# Bribie Ocean Side 8th Ave - Sunday 15th July....previously S



## Alby (Aug 21, 2006)

I'm planning on a trip off Bribie Saturday week. I've never been off there before so hoping to catch up with someone who knows the area. The report from the other week sounds like it's lots of fun.
Probably get to that carpark mentioned about 6.00am, or should it be earlier? Hopefully I'll have made a trolley for my kayak by then.
Hopefully Lureme is coming, and of course anyone else interested.
Cheers
Alby


----------



## boggeyman (Nov 18, 2006)

Hi
i think most of the regular yakers are going to moreton on the 14th i will be going surf side that sunday.


----------



## Alby (Aug 21, 2006)

I'd love to be going to Moreton, but it just doesn't suit at the moment. I'm sure there will be great stories. Hopefully next time for Moreton, but I'm still excited about Bribie. I've seen the birds working out there often.


----------



## Alby (Aug 21, 2006)

I was thinking Saturday for two reasons. Firstly, that there may not have been as much boat traffic leading up to it compared to Sunday.
Secondly.....I need to have one sleep in per weekend with my missus to stay in the good books.....I hate nice warm beds on winters mornings! NOT.

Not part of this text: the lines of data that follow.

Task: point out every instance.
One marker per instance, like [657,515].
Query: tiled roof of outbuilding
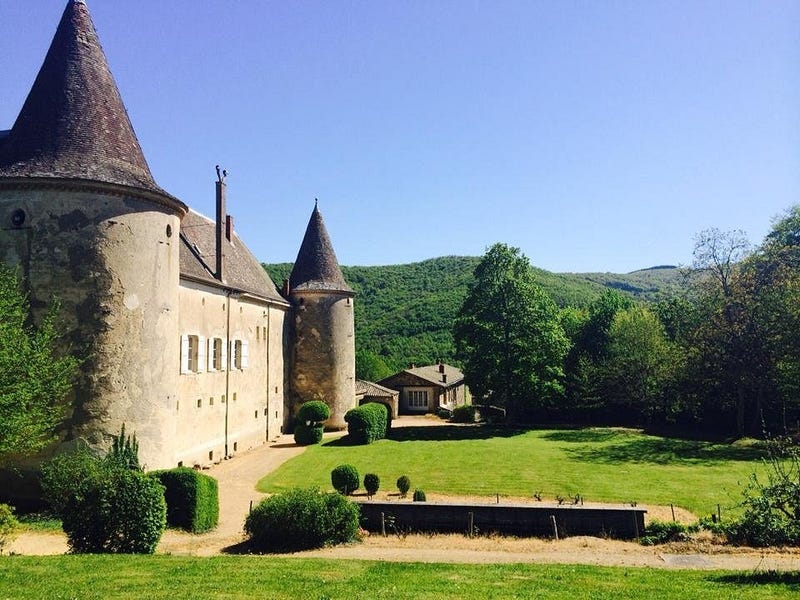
[316,267]
[198,256]
[73,124]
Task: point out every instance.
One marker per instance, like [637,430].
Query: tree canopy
[509,336]
[35,376]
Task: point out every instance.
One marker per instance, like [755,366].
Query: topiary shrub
[371,483]
[192,499]
[122,511]
[305,435]
[313,412]
[463,414]
[366,423]
[301,519]
[8,526]
[403,484]
[344,479]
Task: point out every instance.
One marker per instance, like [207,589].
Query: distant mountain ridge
[405,313]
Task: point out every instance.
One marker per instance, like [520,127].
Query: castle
[184,338]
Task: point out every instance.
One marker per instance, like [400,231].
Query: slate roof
[73,124]
[316,267]
[241,270]
[429,374]
[369,388]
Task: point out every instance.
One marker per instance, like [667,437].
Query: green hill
[405,313]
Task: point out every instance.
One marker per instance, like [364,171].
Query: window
[216,354]
[417,398]
[192,354]
[239,354]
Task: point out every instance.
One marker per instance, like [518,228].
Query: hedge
[301,519]
[192,499]
[367,423]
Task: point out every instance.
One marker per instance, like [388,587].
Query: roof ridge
[73,123]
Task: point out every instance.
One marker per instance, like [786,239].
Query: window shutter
[184,354]
[201,354]
[245,354]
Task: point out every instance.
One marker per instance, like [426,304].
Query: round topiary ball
[345,479]
[371,483]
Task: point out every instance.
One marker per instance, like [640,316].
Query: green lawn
[234,577]
[608,465]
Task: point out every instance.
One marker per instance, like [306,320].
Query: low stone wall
[509,519]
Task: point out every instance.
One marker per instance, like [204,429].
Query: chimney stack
[220,221]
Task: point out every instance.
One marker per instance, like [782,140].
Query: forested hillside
[405,313]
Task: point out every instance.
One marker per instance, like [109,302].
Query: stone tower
[82,217]
[323,344]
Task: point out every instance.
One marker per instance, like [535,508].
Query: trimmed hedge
[301,519]
[345,479]
[192,499]
[306,436]
[122,511]
[367,423]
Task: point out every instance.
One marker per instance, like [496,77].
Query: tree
[35,377]
[508,335]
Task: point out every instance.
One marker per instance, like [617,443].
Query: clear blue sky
[596,136]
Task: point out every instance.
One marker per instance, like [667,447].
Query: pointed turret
[316,267]
[73,124]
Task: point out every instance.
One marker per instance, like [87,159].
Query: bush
[403,484]
[371,483]
[8,526]
[463,414]
[367,423]
[302,519]
[305,435]
[344,479]
[122,511]
[192,499]
[662,532]
[67,477]
[313,412]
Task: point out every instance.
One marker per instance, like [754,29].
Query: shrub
[67,477]
[301,519]
[122,511]
[367,423]
[371,483]
[8,526]
[192,499]
[403,484]
[306,435]
[661,532]
[771,510]
[463,414]
[344,479]
[313,412]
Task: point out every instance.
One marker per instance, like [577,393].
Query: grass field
[242,577]
[601,464]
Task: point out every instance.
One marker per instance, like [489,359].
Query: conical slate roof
[73,124]
[316,267]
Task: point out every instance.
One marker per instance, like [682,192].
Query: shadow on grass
[790,579]
[648,449]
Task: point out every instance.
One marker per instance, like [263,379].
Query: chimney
[221,220]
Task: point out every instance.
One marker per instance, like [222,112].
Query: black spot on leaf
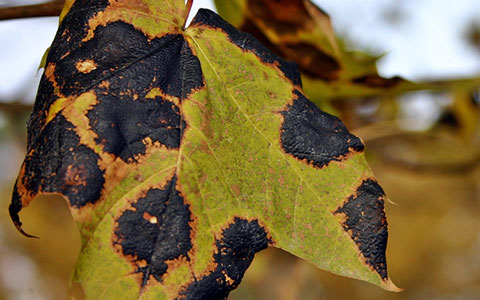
[247,42]
[59,163]
[235,251]
[365,219]
[131,63]
[45,98]
[155,230]
[311,134]
[122,124]
[121,72]
[74,27]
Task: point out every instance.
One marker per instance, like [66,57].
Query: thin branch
[48,9]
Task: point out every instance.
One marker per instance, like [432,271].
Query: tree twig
[48,9]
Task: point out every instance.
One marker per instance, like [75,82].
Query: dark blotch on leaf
[156,230]
[365,219]
[74,27]
[235,251]
[311,134]
[122,72]
[45,98]
[131,63]
[247,42]
[122,124]
[60,164]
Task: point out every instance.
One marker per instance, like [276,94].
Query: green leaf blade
[205,150]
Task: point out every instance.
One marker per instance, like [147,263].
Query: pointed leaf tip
[390,286]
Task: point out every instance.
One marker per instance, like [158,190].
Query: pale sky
[425,45]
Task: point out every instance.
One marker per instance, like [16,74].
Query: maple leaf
[183,152]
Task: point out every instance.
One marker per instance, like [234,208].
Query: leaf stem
[187,12]
[49,9]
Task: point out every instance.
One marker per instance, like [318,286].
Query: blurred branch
[48,9]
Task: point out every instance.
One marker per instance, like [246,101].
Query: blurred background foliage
[422,137]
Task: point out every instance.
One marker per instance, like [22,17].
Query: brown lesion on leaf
[127,11]
[235,247]
[363,218]
[247,43]
[154,231]
[313,136]
[86,66]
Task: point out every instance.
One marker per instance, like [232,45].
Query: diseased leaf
[299,31]
[183,152]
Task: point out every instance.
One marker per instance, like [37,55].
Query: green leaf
[183,152]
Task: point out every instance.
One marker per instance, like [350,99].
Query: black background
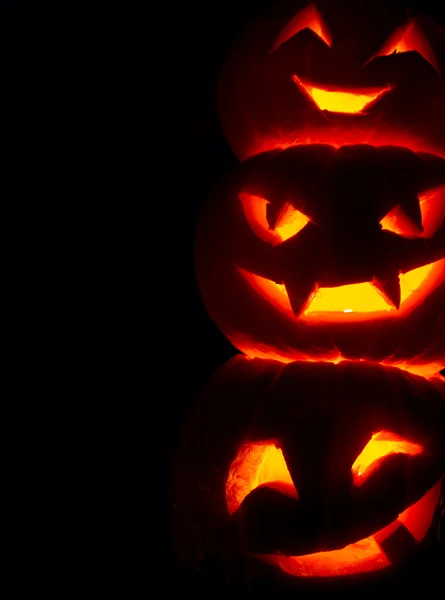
[157,149]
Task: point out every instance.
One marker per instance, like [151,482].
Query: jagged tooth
[411,207]
[390,289]
[273,212]
[300,291]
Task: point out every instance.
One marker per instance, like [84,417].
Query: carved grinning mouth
[355,302]
[340,100]
[364,555]
[262,465]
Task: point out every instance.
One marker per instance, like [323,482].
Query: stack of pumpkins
[320,451]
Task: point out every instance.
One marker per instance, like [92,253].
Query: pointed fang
[390,290]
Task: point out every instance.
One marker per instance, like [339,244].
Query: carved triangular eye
[380,446]
[308,18]
[272,223]
[421,217]
[408,38]
[398,222]
[257,464]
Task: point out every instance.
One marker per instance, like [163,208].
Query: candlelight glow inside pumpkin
[318,470]
[354,301]
[335,72]
[262,464]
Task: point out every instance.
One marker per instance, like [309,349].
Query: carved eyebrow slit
[308,18]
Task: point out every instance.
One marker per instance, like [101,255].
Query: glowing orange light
[308,18]
[337,136]
[381,445]
[262,463]
[340,101]
[360,557]
[358,301]
[398,222]
[409,38]
[257,464]
[417,366]
[432,208]
[290,221]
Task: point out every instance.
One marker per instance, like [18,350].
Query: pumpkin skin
[345,193]
[320,416]
[376,50]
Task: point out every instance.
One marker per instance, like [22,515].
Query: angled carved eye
[419,218]
[409,38]
[398,222]
[274,229]
[257,464]
[380,446]
[308,18]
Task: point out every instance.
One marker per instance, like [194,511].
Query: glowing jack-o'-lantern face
[317,470]
[335,72]
[313,252]
[262,465]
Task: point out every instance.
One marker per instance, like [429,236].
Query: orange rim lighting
[341,101]
[262,463]
[358,301]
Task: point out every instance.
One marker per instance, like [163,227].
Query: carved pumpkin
[320,253]
[311,469]
[337,72]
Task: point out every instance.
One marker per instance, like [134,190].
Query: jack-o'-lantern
[310,469]
[318,253]
[337,72]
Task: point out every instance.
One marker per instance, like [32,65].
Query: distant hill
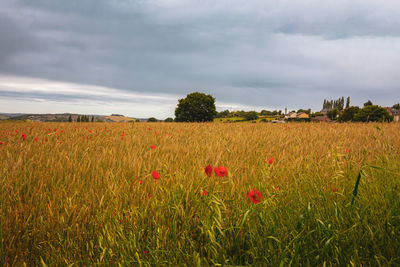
[62,117]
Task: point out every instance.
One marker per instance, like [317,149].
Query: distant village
[332,111]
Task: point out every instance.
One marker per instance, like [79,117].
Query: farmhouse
[302,115]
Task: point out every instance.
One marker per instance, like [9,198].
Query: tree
[348,114]
[368,103]
[196,107]
[396,106]
[251,115]
[332,114]
[373,113]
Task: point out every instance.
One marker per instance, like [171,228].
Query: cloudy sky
[138,57]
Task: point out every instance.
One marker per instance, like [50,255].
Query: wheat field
[84,194]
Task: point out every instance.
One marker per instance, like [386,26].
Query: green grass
[74,198]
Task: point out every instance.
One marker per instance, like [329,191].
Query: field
[75,194]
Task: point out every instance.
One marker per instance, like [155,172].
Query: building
[302,115]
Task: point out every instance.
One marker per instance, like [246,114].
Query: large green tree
[373,113]
[196,107]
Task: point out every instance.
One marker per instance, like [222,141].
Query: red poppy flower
[221,171]
[255,196]
[156,175]
[208,170]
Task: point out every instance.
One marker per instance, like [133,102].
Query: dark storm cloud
[256,53]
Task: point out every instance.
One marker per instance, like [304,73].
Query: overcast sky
[138,57]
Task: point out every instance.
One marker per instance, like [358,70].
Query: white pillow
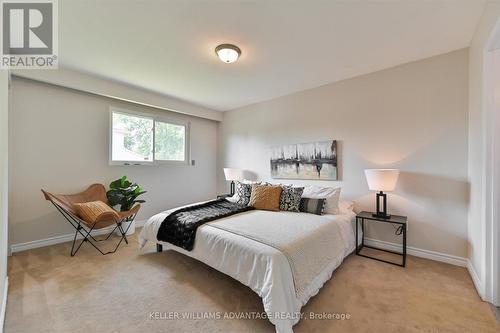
[331,194]
[346,206]
[235,197]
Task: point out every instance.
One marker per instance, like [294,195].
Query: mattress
[261,267]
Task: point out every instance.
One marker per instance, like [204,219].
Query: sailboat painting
[316,160]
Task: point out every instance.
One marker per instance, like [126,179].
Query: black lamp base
[232,188]
[382,206]
[381,216]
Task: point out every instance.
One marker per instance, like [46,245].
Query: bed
[263,267]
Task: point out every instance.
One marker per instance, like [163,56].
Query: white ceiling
[288,46]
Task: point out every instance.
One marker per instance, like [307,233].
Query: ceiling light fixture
[228,53]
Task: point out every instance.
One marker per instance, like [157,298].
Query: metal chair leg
[87,236]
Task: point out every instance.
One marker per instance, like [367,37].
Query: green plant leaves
[124,193]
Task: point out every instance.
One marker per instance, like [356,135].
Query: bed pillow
[312,206]
[346,206]
[331,194]
[242,193]
[234,198]
[91,211]
[265,197]
[290,198]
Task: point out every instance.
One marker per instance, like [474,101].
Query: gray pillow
[290,198]
[243,192]
[313,206]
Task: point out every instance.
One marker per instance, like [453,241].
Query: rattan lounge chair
[96,192]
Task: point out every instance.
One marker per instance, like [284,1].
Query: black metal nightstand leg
[404,245]
[362,232]
[356,249]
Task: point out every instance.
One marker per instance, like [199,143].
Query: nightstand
[400,221]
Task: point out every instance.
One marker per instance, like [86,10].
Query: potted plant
[124,193]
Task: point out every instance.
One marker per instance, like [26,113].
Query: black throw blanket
[179,227]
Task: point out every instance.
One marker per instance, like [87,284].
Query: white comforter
[261,267]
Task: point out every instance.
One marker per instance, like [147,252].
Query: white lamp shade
[232,174]
[382,179]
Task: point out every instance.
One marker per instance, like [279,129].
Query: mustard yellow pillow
[90,211]
[265,197]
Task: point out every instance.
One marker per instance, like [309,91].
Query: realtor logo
[29,34]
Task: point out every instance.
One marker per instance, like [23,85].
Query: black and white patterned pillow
[290,198]
[243,192]
[313,206]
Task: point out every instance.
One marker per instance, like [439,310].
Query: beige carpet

So, if there's more interest in doing a Sunday outing, then I'm happy to change. Maybe I should have headed the post Saturday or Sunday.


----------



## yakfly (Jun 8, 2006)

dont forget snapper challenge is on next weekend as well.maybe a chance to weigh something in for the yak/canoe division


----------



## Alby (Aug 21, 2006)

Boggeyman...Looking forward to meeting you Sunday. 
I've been talking with my mate Bob and he's really keen to do the top end again this Saturday. Doesn't seem to be much interest in a Saturday trip, so Sunday it is.
I've been working on my trolley...check it out.
Cheers
Alby


----------



## boggeyman (Nov 18, 2006)

Hi 
thats a good set up. i will be there sunday i going for the day trip saturday but i will be bribie sunday 6am same place as normal 8th av


----------



## pcsolutionman (Apr 9, 2007)

Ill be there sunday too and im hitting it tomorrow (friday) also so ill see if there are any around.

Lee


----------



## xerubus (May 17, 2007)

I'll be there Sunday morning. Can't break tradition now. 

Lee.. let us know how you went today and if there was any bird activity?


----------



## PDO (May 24, 2007)

I'm going to try and make this trip now that it's Sunday.


----------